WSD approaches ultimately provide a suite of benefits in addition to stormwater management.
The following section looks at broader economic and community values associated with WSD approaches, from direct or indirect use.
The land developer
A clustered development form promoted by WSD directs land development to the most appropriate location irrespective of zoning provisions. This can potentially increase a developer's yield while lowering unit costs by reducing infrastructure requirements, as previously discussed.
The marketability of a WSD development is greatly enhanced through additional natural areas and increased open space. This often represents less time in the marketplace and a premium price. Clustered housing has been selling in the US at over US$5,000 more on average than housing on conventional subdivisions (Powell et al., 2005).

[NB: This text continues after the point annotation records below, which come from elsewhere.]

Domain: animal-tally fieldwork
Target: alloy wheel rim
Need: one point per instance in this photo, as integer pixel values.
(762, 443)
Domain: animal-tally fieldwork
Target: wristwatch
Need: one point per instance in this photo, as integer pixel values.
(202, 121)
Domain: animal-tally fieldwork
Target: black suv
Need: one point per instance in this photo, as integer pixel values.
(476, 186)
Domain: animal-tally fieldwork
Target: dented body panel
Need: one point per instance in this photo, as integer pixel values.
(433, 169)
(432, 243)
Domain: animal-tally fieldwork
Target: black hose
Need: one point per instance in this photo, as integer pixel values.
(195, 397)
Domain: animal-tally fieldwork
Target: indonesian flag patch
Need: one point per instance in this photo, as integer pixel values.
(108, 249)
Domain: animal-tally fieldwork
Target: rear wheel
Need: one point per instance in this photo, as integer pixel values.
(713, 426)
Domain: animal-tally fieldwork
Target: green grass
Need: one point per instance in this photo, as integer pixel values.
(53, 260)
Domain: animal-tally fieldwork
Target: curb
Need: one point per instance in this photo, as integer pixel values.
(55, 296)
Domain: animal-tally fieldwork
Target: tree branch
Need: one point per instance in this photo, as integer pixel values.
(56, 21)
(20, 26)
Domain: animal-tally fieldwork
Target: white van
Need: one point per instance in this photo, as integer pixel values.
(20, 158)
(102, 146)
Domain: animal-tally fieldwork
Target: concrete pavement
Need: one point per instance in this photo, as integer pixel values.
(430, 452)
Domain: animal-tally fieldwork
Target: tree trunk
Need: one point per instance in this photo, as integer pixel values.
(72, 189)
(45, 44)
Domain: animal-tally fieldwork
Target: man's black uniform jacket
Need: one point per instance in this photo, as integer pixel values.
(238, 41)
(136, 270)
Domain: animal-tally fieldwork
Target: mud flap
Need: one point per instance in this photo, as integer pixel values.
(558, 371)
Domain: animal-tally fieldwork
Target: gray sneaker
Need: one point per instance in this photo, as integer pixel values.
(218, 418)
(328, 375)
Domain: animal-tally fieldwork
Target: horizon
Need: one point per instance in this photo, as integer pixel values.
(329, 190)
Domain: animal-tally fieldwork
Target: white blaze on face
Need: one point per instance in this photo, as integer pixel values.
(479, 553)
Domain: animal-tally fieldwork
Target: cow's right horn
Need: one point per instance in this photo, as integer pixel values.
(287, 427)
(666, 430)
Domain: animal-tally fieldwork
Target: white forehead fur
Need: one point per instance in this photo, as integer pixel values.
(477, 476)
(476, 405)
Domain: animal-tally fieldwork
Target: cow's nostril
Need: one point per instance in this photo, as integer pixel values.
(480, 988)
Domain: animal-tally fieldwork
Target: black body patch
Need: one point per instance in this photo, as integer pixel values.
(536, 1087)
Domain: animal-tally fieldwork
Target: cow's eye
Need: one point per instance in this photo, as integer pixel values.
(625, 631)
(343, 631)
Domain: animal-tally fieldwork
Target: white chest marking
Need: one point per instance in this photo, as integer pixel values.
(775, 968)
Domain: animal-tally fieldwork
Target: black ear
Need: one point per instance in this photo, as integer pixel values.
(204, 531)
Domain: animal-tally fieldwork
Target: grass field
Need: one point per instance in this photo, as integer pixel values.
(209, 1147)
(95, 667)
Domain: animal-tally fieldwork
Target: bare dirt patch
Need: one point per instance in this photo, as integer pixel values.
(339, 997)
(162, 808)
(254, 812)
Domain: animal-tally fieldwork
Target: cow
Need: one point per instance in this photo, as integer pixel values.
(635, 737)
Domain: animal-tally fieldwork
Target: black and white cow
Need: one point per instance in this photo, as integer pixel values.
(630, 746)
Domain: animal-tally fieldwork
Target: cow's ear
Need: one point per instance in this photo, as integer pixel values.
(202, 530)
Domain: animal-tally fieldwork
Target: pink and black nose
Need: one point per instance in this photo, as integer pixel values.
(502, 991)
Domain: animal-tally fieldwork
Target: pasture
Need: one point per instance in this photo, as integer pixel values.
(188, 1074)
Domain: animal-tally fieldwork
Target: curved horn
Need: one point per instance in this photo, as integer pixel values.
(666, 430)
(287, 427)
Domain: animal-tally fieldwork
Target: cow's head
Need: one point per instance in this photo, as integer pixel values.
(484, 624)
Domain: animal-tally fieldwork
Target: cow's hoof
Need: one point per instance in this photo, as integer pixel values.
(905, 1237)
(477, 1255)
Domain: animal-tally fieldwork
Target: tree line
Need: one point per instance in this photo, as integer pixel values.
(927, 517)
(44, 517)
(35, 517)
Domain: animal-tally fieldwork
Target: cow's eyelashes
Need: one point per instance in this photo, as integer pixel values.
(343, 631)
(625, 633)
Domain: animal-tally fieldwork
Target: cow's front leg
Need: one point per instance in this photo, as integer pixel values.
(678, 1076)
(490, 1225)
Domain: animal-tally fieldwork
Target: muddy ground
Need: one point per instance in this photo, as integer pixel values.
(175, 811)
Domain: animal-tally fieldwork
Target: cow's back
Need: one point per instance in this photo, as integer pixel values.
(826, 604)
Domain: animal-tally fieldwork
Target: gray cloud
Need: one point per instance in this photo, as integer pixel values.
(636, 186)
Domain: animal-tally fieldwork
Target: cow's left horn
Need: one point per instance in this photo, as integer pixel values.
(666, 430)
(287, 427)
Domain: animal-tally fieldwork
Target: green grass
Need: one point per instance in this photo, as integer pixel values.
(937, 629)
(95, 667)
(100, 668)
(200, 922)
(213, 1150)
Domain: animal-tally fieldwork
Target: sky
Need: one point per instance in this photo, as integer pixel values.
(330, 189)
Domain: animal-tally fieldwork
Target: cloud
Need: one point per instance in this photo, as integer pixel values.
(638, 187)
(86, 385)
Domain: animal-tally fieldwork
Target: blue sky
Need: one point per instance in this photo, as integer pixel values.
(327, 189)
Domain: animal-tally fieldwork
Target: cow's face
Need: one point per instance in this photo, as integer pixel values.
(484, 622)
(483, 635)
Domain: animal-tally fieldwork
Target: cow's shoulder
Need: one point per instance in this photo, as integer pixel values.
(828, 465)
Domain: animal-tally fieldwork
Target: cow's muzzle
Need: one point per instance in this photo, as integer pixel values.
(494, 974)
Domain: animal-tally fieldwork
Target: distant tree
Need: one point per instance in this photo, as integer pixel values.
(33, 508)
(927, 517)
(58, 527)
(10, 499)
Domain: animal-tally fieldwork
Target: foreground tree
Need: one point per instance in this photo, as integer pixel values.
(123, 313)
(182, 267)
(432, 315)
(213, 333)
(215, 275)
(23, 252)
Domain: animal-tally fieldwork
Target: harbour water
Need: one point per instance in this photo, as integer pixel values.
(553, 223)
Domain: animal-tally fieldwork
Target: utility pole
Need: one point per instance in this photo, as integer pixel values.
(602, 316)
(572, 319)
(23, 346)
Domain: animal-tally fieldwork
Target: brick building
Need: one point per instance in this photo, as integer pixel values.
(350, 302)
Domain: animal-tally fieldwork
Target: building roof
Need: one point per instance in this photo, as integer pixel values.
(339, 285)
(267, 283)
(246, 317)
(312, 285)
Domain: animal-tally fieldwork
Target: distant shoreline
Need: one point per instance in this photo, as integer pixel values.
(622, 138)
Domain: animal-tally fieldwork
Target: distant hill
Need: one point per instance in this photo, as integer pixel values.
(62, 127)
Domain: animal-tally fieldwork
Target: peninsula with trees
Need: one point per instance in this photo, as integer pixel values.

Communities with increased levels of open space, and properties that abut a park or wetland area, are reported as having a significant increase in property value (Natural Economy Northwest, 2008; Crompton, 2005; Emmerling-Dinovo, 1995).
WSD developments are generally associated with more open space and enhanced landscape amenity. Buildings may be clustered in areas with good relative aspect and access to infrastructure. The clustered form also provides for a dynamic community structure with positive social aspects.
Communities with increased amenity are likely to retain their market value. In Seattle the retrofit of streets as 'green streets' with WSD treatments increased property values by up to 6% (North Carolina State University, as cited in Shaver, 2010a). As an indication, a study in Portland, Oregon found that street trees added an average value of $8,870 to the sale price of residential properties, and reduced time on the market by an average of 1.7 days (Donovan & Butry, 2009).
The protection of contact recreation in our rivers and harbours is a significant issue in Auckland. The retrofit of our communities to WSD can enhance water quality through stormwater treatment practices, and through attenuating the peak flows that can be responsible for CSOs (where they exist). WSD approaches can also reduce water supply demand (i.e. if raintanks are used), sewer/stormwater pumping and associated energy demands.
WSD promotes connected open spaces associated with natural drainage patterns. This connectivity supports The Auckland Plan's visions for a 'blue-green network' of open spaces in the city, and for making freshwater an identifying feature of Auckland (Auckland Plan Directives 7.0, 7.8, 7.10). Studies of connected park systems in Boston and Philadelphia found direct use value up to $100,000 per acre of parkland (Harnick & Welle, 2009). The location of public open space in stream corridors also improves public awareness around water conservation and natural heritage issues.